Prediction: The president AFTER Obama will also be the most polarizing ever

So I saw this Tweet over the weekend:

… and I really didn’t need to follow the link.

Of course it’s not entirely his fault. Just as it wasn’t entirely George W. Bush’s fault that he was the most polarizing president before Obama was.

Basically, we’re on a downward trajectory in terms of unreasoning partisan polarization that first started showing up in the early ’80s (a spate of unusually negative ads across the country in the ’82 campaign, the rise of Lee Atwater), and really blossomed with the election of Bill Clinton 10 years later — the first sign, for me, was the “Don’t Blame Me; I voted Republican” bumper stickers that showed up after Election Day 1992 and before Clinton even took office.

From the start, from before the start, Republicans abandoned the “loyal opposition” stance and treated Clinton as illegitimate.

Things got worse all through the Clinton years. They got nastier through the Bush years (and were nasty, again, from the start, with a brief hiatus right after 9/11). And as Obama took office, they just kept getting nastier.

Which to meet argues that it’s something about the rest of the country and our dysfunctional politics, and the president is just an incidental target of the vitriol.

If present trends continue — which they will, barring some horrific event that pulls us back together as a country, or some other cause for a drastic change in our political attitudes — then the next president, regardless of who it is, will be the “most polarizing in history.”

I hope I’m wrong about that, but I doubt it.

10 thoughts on “Prediction: The president AFTER Obama will also be the most polarizing ever

  1. Doug Ross

    Looking at the graphs, you could say that for the brief period of post-911 blind patriotism, W. was the peak President of our lifetime… and except for the final year, his father was the best President overall. Poor George Sr. – done in by broccoli, “read my lips”, and throwing up in Japan.

  2. Brad Warthen Post author

    H.W. benefited from conducting a popular, well-run, wildly successful war.

    Which is not to take anything away from him. It wasn’t dumb luck.
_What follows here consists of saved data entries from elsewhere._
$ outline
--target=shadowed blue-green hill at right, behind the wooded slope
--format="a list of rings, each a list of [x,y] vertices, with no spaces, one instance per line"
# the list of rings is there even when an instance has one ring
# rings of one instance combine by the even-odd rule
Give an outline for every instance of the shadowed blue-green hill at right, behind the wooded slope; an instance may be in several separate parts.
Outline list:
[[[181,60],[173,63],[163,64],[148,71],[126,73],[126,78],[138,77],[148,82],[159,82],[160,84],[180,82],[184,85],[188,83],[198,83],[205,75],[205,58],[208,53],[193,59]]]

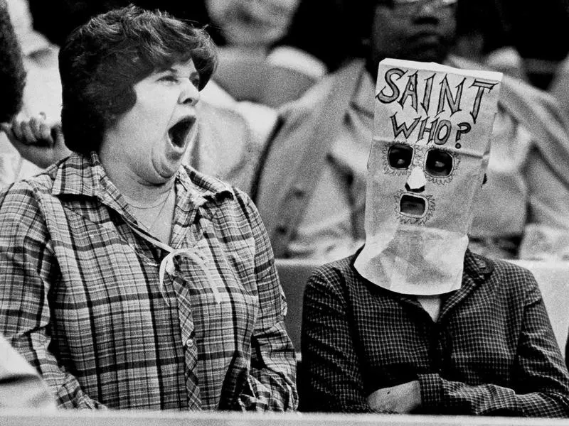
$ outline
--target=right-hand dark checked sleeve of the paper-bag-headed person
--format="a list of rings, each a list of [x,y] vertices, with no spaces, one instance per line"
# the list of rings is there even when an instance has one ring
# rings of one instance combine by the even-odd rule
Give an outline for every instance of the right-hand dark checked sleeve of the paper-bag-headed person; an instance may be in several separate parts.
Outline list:
[[[569,373],[532,278],[523,307],[511,388],[450,381],[437,373],[419,376],[422,407],[437,414],[569,416]]]

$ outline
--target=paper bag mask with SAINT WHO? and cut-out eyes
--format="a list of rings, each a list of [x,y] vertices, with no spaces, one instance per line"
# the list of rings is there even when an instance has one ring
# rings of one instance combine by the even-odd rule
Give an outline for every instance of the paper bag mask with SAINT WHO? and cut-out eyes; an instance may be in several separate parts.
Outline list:
[[[364,278],[413,295],[460,287],[500,82],[499,72],[381,61],[355,263]]]

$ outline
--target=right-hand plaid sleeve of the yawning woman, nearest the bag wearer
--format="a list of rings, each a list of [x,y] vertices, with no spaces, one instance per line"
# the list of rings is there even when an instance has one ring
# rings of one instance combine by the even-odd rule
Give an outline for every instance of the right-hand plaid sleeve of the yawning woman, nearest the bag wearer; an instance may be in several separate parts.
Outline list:
[[[298,405],[296,356],[285,329],[285,295],[259,213],[249,197],[241,197],[255,239],[259,315],[251,339],[250,374],[246,389],[239,395],[239,404],[242,410],[295,410]]]

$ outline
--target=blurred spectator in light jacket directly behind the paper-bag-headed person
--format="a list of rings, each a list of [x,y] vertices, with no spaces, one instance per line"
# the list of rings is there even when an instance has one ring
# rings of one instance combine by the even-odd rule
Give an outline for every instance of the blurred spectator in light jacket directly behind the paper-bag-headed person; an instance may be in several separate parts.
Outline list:
[[[297,13],[312,13],[304,21],[312,23],[317,40],[329,47],[329,61],[346,65],[285,109],[284,124],[252,195],[275,256],[332,259],[353,252],[363,241],[378,62],[399,58],[469,69],[479,65],[449,55],[456,28],[454,0],[310,3],[302,10],[299,6]],[[331,17],[321,19],[322,10]],[[338,31],[338,23],[344,31]],[[318,55],[316,48],[310,52]],[[344,94],[335,98],[340,89]],[[340,104],[344,111],[332,120],[332,110]],[[324,133],[328,143],[315,148],[318,135]],[[557,250],[533,253],[533,246],[547,247],[548,241],[528,244],[522,252],[520,247],[528,236],[535,241],[536,234],[569,230],[568,135],[551,97],[504,76],[488,183],[474,206],[473,251],[497,258],[557,256]],[[319,168],[310,174],[302,160],[313,151],[318,153],[312,163]]]

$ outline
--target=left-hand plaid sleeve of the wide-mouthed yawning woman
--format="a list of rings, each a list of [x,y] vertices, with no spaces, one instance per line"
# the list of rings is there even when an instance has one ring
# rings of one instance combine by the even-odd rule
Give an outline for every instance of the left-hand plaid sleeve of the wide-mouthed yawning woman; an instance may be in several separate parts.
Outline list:
[[[50,236],[25,182],[0,195],[0,332],[41,374],[60,408],[105,408],[50,351],[50,288],[60,276]]]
He managed that very well, not only militarily, but politically and diplomatically.

    The one downside of that was that the price of conducting such a popular war was leaving Saddam in power… and letting him crush the people we had encouraged to rise up against him.

    1. Brad Warthen Post author

      Can’t… stop… myself… from… adding…

      He certainly OUGHT to have conducted it well. He had the best resume for a president in my lifetime. And experience matters…

      1. Doug Ross

        And yet with all that experience, he’s the only one of the last five to not get re-elected. He was considered out of touch with the American public. That happens when you get old and set in your ways.
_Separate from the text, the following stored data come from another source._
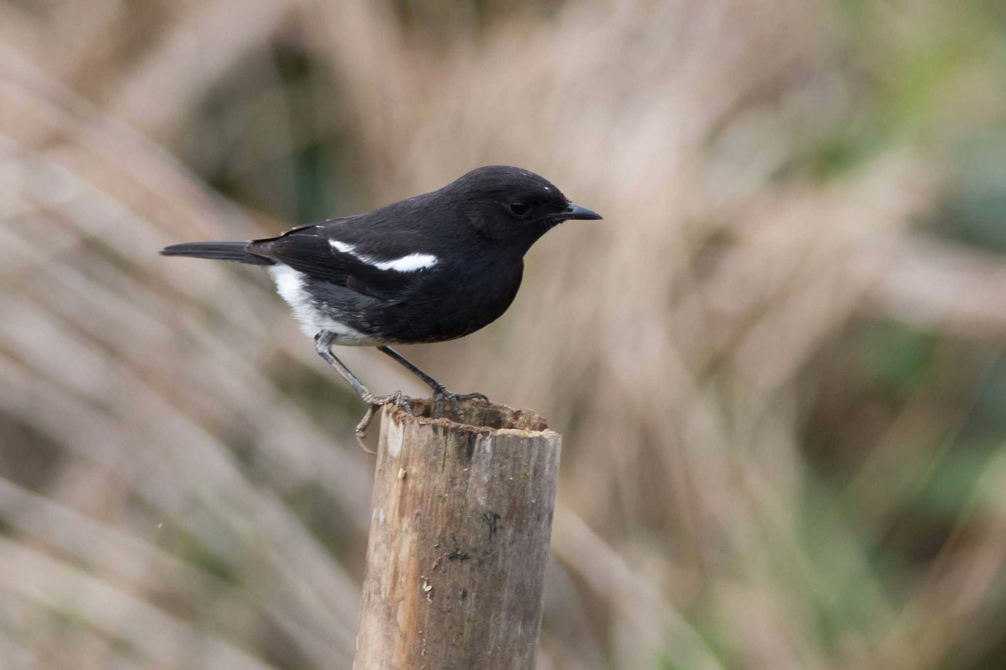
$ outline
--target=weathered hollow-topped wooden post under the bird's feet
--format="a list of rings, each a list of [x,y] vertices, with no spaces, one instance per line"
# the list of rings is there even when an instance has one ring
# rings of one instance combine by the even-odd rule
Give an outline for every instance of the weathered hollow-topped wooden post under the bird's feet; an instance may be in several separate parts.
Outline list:
[[[561,436],[472,401],[385,405],[354,670],[533,670]]]

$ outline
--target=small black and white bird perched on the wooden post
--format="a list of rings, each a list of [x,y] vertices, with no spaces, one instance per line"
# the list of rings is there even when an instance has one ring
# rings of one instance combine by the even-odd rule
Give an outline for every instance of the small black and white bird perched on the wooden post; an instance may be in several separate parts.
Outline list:
[[[569,219],[600,218],[532,172],[487,166],[366,214],[161,253],[267,266],[318,353],[371,410],[392,396],[370,394],[332,345],[377,347],[428,384],[438,404],[457,406],[484,396],[451,393],[389,345],[445,342],[488,325],[516,296],[524,254],[539,237]]]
        1. Brad Warthen Post author

          I didn’t say experience makes you popular; I said it helps you be more qualified.

          When I was typing that above, I almost said Bush was “the most qualified president since John Quincy Adams.”

          He wasn’t re-elected, either. Which I think was a dark day in American politics…

  3. Phillip

    George HW Bush did have the 8 years as Vice-President in addition to his other career accomplishments, but to call him “most qualified since JQ Adams” is giving insufficent props to James Buchanan (PA state legislator, 10 years in Congress including chairman House Judiciary Committee, Minister to Russia, 11 years US Senate including Chairman Foreign Relations Committee, Secretary of State under President Polk, Minister to the United Kingdom, and then finally President). Buchanan, of course, was also a one-term President, having self-imposed a single term limit (via his Inaugural Address, no less!) .

      1. Phillip

        Exactly. Surely that’s a contributing factor as to why he ranks at or near the bottom of most historians’ rankings of US Presidents…it’s not like these days when the campaign goes on for two or more years, he could have at least waited a couple of years to say he would not run again.

  4. bud

    Some historians regard Buchanan the worst president of all time. Not a good example to support the “experience matters” argument.

  5. bud

    The irony of those graphs is really amazing. George W completely failed us as president by mishandling the lead-up to 9-11. He totally bungled what should have been a pretty big red flag regarding the intelligence. Then on top of that he sat in a second grade classroom for 5 looooooooong minutes AFTER receiving notification of the SECOND plane hitting the WTC. And THAT set of circumstances is what landed him with such a high popularity rating? Rally round the flag effect no doubt. This clearly demonstrates that public popularity has little relationship to actual job performance, at least in the short run. People finally caught on to the horror of George W. Bush. Even Republicans were souring on him by the end. Unfortunatelly the damage had already been done. And we’re still paying the price.